For Mother's Day this year, I have one small request.
Please, fellow mamas, stop warning me that motherhood is passing me by too quickly.
Because I get it: one day, I will look up and my daughter, who is just starting high school, will be in a graduation gown. My ten-year-old twins will be parallel parking. My seven-year-old chubby-cheeked baby will be texting his girlfriend.
I have heard your warnings and I promise not to complain no one told me. I might even had a T-shirt made: “I get it. It goes fast. I AM ENJOYING IT!”
Here’s why I need your encouragement and grace much more than I need your warnings and expectations:
First, life is more than motherhood.
I have been at this mom-ing thing for more than a decade. Do I remember every first step and every toothless grin? Of course not.
But I do remember enough to know that each of them delighted my heart at the time. Every wobbly step and Christmas-morning moment was so fun, so joy-filled right then.
Know what else has brought me unbelievable joy? The first time I danced with my husband, all the times I have snort-laughed with my friends, and every Technicolor sunset I’ve watched.
A life of gratitude—one tuned to the unique blessings from God—is filled with one million moments that will take your breath away. Let’s celebrate each of them.
Let’s not tell each other that washing your baby’s hair is all there is and joy disappears when she can do it herself.
Second, let’s not mourn our children’s growing independence.
My daughter is starting high school soon and we are about to witness one significant moment after another—dances, and driving, and the drama of the SAT.
Then, in four years, she will pack up her room and drive to college, where she will (God-willing) be a servant-hearted, Christ-loving member of society. Hallelujah and pass the chocolate.
Because, what exactly is the alternative? Suggest that when she leaves home she takes with her my identity? That’s a lot of extra baggage for her to pack up with her new dorm-room comforter.
Or worse, paralyze her independence by convincing her that childhood is where the magic is and life only gets complicated after she moves out?
That’s a lie. I have zero interest in fulfilling some Pinterest-version of life that piles magical expectations on any hard, sinful season of this life.
Childhood, like adulthood, is complicated with so many mistakes and failures and all you can really count on is the life-giving grace of our God. That is the constant, whether you’re celebrating your 13th birthday, your 30th, or your 93rd.
Third, moms need encouragement, not more expectations.
Yes, motherhood is a gift, but it is also so hard. Those of us in the thick of it don’t have the luxury of zooming out and understanding which decisions were right and which were catastrophic. Not yet.
We are zoomed in very closely on whether it’s time to wean the baby, if our struggling reader should repeat kindergarten, and what age is right for her to have her own phone.
We all feel much like my husband, the marathon runner. At Mile 18 of his race, he is in zone of putting one foot in front of the other.
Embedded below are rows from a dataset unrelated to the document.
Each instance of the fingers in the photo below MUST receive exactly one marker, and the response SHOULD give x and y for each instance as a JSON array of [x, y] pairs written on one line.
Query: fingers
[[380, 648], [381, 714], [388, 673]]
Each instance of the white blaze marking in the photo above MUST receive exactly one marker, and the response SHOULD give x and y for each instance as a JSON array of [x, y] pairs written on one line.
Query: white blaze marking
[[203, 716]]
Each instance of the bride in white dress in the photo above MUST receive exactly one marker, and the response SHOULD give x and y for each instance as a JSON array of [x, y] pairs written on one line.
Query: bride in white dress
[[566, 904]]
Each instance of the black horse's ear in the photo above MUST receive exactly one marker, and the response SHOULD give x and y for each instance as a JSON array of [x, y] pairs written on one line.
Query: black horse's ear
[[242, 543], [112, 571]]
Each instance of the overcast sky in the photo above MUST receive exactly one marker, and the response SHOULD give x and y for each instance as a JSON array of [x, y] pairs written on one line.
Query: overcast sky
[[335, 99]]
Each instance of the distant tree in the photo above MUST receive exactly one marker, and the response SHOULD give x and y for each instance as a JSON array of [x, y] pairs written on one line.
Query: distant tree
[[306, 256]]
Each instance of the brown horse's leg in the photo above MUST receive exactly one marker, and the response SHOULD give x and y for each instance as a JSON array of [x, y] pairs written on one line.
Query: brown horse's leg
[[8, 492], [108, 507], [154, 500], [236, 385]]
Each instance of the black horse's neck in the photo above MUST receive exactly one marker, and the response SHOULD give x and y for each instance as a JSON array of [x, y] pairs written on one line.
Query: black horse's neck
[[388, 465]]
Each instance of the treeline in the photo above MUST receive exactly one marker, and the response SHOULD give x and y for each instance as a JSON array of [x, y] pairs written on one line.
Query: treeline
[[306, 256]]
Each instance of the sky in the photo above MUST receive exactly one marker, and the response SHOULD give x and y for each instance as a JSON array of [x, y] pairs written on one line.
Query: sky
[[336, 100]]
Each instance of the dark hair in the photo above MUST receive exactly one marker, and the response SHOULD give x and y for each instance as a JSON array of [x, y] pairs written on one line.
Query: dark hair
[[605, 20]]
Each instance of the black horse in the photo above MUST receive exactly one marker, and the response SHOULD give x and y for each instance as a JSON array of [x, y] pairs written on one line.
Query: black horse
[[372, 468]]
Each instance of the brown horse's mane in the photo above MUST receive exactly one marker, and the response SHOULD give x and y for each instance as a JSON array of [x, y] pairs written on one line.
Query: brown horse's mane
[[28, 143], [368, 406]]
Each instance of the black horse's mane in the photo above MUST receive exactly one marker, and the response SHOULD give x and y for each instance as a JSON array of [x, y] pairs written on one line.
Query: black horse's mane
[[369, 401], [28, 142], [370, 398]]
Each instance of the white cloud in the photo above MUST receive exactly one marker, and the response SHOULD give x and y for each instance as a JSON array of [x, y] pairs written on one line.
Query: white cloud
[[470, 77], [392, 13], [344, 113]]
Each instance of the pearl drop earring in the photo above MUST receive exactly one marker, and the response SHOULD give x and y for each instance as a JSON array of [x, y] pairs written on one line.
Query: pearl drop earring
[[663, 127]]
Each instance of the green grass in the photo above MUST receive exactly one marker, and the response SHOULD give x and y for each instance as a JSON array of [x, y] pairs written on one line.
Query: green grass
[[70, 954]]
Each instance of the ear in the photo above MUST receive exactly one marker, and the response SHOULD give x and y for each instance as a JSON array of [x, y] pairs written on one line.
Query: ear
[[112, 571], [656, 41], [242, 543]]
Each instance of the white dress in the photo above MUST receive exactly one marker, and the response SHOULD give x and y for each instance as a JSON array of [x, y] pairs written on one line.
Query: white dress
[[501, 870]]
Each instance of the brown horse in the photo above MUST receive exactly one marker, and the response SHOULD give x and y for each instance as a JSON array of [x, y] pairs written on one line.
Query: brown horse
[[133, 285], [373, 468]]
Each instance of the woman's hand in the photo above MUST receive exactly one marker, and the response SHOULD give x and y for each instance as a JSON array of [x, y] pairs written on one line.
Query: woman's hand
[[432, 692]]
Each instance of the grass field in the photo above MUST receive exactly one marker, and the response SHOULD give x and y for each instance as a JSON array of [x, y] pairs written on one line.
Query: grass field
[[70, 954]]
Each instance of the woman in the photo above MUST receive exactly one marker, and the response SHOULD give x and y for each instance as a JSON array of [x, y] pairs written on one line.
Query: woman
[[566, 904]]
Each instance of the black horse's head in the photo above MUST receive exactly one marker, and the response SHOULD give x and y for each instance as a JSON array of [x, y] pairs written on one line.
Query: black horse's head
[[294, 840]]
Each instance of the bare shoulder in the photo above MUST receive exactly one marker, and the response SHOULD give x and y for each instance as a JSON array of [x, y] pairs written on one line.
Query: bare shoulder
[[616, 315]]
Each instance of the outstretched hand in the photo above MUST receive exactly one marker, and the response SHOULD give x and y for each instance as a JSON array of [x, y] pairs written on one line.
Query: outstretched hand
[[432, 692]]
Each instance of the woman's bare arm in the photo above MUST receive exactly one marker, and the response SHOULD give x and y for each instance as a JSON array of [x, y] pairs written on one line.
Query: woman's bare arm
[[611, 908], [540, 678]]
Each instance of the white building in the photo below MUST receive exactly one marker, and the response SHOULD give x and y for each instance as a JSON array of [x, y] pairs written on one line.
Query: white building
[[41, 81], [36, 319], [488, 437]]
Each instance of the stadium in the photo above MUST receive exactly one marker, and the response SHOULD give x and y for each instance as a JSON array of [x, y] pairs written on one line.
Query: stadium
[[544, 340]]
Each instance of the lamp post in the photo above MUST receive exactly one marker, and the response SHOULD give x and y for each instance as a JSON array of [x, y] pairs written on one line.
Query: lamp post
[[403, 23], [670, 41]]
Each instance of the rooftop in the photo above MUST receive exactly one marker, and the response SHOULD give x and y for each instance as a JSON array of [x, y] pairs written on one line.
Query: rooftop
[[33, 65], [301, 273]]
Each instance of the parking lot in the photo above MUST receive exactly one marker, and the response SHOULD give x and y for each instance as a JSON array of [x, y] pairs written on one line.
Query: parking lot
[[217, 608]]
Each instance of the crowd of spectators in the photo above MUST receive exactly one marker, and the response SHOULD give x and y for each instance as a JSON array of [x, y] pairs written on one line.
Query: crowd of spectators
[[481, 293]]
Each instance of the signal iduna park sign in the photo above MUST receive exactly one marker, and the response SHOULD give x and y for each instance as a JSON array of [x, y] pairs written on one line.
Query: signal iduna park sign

He is bone-tired, frustrated with his performance so far, and trying his best to finish.
At that moment, he needs water and cheering. He does not need me to pull him aside and tell him he should really be enjoying this experience more.
So, to those of you moms who have the finish-line gift of perspective, remember how it felt to be terrified you’re not doing it right. Meet us young(er) mamas where we are and give us the encouragement we need at a soul-deep level.
Finally, remind us of the sweet grace we have through His Son, Jesus.
We want this more than you can imagine. We don’t need more expectations piled on us during this delicate season. We are so hungry for the good news that even this season (especially this season) is filled with our disappointments and failure and sin—and that’s okay.
Why? Because we also have Easter, and the empty tomb, and a God who loves us, even when we totally mess up this mothering thing.
And yes, we hear you, motherhood is precious.
And it all passes in the blink of an eye.